Avez-vous des solutions pour combattre le chômage ?

V.F. - Beaucoup d’équipes locales ont des actions pour l’emploi, notamment en constituant des groupes de soutien aux demandeurs d’emploi qui sont au chômage depuis longtemps et parfois peu qualifiés, dans lesquels ils ont la parole, ce qui crée une dynamique collective. Le chômage, c’est souvent la solitude, la dévalorisation de soi-même, la perte de confiance, et ces groupes les aident à continuer à travailler avec Pôle-emploi ou la mission locale jusqu’à ce qu’ils retrouvent un emploi. Nous avons aussi le réseau « Tissons la solidarité » avec 75 entreprises d’insertion, qui travaillent en partenariat avec de grandes maisons de couture pour qualifier les personnes et augmenter ainsi leurs chances d’un retour à l’emploi. Pour certains qui cumulent les difficultés, la durée de deux ans du contrat d’insertion n’est pas suffisante, nous avons donc mis sur pied une expérimentation en Rhône-Alpes qui prolonge d’un an ce contrat. Nous allons évaluer sa pertinence avant la fin de l’année et voir s’il faut porter une demande de changement de règlementation auprès du Ministère.
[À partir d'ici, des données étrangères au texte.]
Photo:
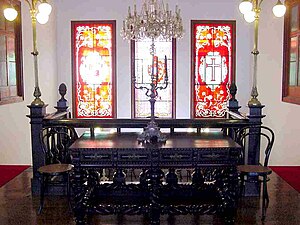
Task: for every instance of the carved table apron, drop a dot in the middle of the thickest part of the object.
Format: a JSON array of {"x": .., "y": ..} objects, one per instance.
[{"x": 213, "y": 189}]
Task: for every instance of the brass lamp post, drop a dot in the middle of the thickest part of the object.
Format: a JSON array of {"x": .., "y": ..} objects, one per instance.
[
  {"x": 251, "y": 10},
  {"x": 39, "y": 11}
]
Avec le collectif Alerte, nous avons obtenu d’être présents à la conférence sociale, réservée normalement aux partenaires sociaux, pour évoquer la question de ceux qui sont en dehors de l’emploi et envisager des négociations sur ce sujet.

 

Quel bilan tirez-vous du récent sommet sur le climat et pourquoi le Secours Catholique s’investit sur ce sujet ?
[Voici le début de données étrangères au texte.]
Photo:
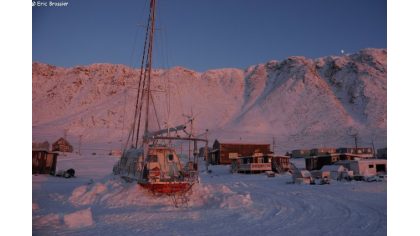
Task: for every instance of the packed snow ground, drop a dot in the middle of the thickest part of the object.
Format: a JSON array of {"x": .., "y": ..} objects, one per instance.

V.F. - Une déléguée du Secours Catholique était présente au sommet de New York, et nous en a fait un retour plutôt positif avec un certain nombre d’idées qui commencent à faire consensus : Accepter de réduire les énergies fossiles de manière substantielle et programmée sur plusieurs années, revenir à une agriculture familiale et non intensive, ne pas produire de l’énergie verte au détriment de systèmes agricoles locaux. Cela laisse espérer que le sommet sur le climat à Paris en décembre 2015 soit efficace et positif. Nous constatons tous les jours, notamment dans les pays du Sahel, à quel point les dérèglements climatiques causent des dégâts sur l’agriculture et aggravent la pauvreté. L’Eglise va vraiment se positionner sur ce sujet avec une encyclique du Pape François début 2015 sur l’écologie humaine.